I'm trying to run a temporal neural net (essentially an LSTM with a convolutional featurizer) on iOS. It was originally trained in Pytorch and then converted to CoreML via onnx. It needs to run sequentially on video frames (i.e. cannot be parallelized).
In my Xcode unit tests, I always get the same run time (~0.06s or ~17 FPS on iPhone 11). When I actually run the app, however, I only achieve the 17FPS some of the time on an iPhone 11 - the other times, the run-time goes down to about ~0.01s (~10 FPS) on iPhone 11.
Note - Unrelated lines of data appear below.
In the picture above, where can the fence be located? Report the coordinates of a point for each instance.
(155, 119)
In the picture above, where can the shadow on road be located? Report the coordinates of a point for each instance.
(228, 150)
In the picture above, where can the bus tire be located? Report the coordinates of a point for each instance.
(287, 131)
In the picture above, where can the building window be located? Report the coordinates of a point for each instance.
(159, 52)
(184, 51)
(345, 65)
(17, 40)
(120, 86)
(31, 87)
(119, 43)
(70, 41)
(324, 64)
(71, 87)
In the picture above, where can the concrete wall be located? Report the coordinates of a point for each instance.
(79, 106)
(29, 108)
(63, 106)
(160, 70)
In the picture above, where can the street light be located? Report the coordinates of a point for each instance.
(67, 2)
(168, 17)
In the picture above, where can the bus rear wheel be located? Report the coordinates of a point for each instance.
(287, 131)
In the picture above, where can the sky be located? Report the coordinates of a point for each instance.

Firstly, I'm a bit surprised the model runs so slowly (17 FPS) at base value as I've tried many large off the shelf CNNs that can run at well over 30 FPS on iPhone 11. What's more concerning is that the run-time performance is inconsistent, and seems to depend on OTHER apps that I've backgrounded. If I force quit all other open apps, I can guarantee the unit test performacne of ~17FPS every single time I run the app!
My only guess is that my model is not running on Apple Neural Engine and is instead running on the CPU... otherwise, why would run-time performance depend on what other apps I have backgrounded?
In any case, any help or suggestions on my architecture would be greatly appreciated! I'm attaching a link to my 16-bit quantized model here.